Practical operation of stable diffusion-large model introduction-SDXL1 large model

Series Article Directory

Everyone move to the link below, which introduces the principle and operation of stable diffusion in detail (this article is just a writing template for the following series of articles).
stable diffusion practical operation


提示:写完文章后,目录可以自动生成,如何生成可参考右边的帮助文档


foreword

After iterations of SDXL0.9 and SDXL Beta, the official version of SDXL1.0 is finally released! Before using AIGC to generate pictures, generally 512 512 pictures were generated, and then enlarged to meet the requirements of high-definition picture output. But there is a problem here is that the bottom model is actually trained from a large number of 512 512 pictures, so the effect of the picture is often unsatisfactory, and the details will be worse. This time SDXL1.0 directly uses 1024 1024 massive pictures to train the base model, and it is divided into a base model for Vincent graphs and a refiner model for optimized and enlarged graph-generated graphs, so as to achieve a graph output effect that is not inferior to Midjourney.
After iterations of SDXL0.9 and SDXL Beta, the official version of SDXL1.0 is finally released!
Before using AIGC to generate pictures, generally 512
512 pictures were generated, and then enlarged to meet the requirements of high-definition picture output.
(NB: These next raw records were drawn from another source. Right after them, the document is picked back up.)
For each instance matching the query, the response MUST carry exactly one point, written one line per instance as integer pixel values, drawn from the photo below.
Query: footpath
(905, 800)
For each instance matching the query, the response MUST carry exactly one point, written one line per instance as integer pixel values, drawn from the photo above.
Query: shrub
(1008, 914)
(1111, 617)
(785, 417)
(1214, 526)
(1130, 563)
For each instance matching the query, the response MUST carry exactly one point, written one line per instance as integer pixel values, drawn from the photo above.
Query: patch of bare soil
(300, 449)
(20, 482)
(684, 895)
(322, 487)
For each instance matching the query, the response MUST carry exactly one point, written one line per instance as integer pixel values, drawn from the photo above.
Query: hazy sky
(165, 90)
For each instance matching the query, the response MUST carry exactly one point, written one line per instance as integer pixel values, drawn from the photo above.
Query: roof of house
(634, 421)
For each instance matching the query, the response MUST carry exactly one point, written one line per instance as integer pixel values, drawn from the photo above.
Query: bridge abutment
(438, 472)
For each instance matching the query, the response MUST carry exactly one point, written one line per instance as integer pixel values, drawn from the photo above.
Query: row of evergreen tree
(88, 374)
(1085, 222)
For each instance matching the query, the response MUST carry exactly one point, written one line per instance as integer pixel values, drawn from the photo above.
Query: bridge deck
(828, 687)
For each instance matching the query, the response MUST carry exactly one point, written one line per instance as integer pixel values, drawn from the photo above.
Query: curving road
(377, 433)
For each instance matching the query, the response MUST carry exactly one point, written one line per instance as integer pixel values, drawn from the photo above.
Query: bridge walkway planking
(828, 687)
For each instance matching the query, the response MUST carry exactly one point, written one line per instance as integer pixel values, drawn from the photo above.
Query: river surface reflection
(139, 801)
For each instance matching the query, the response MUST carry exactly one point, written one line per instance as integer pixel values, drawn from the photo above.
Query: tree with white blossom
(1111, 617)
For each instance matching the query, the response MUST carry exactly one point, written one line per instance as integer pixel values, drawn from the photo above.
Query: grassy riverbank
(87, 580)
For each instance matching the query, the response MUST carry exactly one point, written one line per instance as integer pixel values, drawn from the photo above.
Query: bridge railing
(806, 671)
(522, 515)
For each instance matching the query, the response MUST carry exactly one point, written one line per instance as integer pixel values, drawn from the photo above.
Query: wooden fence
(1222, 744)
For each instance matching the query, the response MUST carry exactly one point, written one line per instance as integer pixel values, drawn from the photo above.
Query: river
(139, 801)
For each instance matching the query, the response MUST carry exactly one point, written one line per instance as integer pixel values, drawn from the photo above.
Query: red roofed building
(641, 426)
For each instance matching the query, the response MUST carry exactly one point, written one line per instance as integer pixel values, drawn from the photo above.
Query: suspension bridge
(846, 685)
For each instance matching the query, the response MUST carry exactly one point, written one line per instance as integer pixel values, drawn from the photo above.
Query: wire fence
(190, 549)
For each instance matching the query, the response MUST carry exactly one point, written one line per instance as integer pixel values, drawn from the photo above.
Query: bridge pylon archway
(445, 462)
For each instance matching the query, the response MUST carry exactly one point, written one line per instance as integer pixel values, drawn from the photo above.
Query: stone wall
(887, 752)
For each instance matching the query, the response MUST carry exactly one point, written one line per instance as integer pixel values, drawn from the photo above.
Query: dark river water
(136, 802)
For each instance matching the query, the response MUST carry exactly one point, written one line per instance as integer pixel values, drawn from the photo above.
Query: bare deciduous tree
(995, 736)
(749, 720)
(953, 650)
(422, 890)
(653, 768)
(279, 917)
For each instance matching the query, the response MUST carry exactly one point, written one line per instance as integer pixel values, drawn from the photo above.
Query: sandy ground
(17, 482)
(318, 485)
But there is a problem here is that the bottom model is actually trained from a large number of 512 512 pictures, so the effect of the picture is often unsatisfactory, and the details will be worse. This time, SDXL1.0 directly uses a large number of 1024 1024 images to train the base model, and it is divided into a base model for Vincent graphs and a refiner model for optimizing and enlarging the graphs. The output effect of Midjourney.


提示:以下是本篇文章正文内容,下面案例可供参考

1. What are the optimizations of SDXL

1. What is the difference between SDXL and SD1.5 models

Apart from the size difference between SDXL and the original SD1.5 model, the biggest difference is that SDXL consists of two sets of models, the base model and the refiner optimization model. You need to run the base model first, and then run the refinement model. The base model sets the global composition, while the refinement model adds finer details. You can also choose to run only the base model.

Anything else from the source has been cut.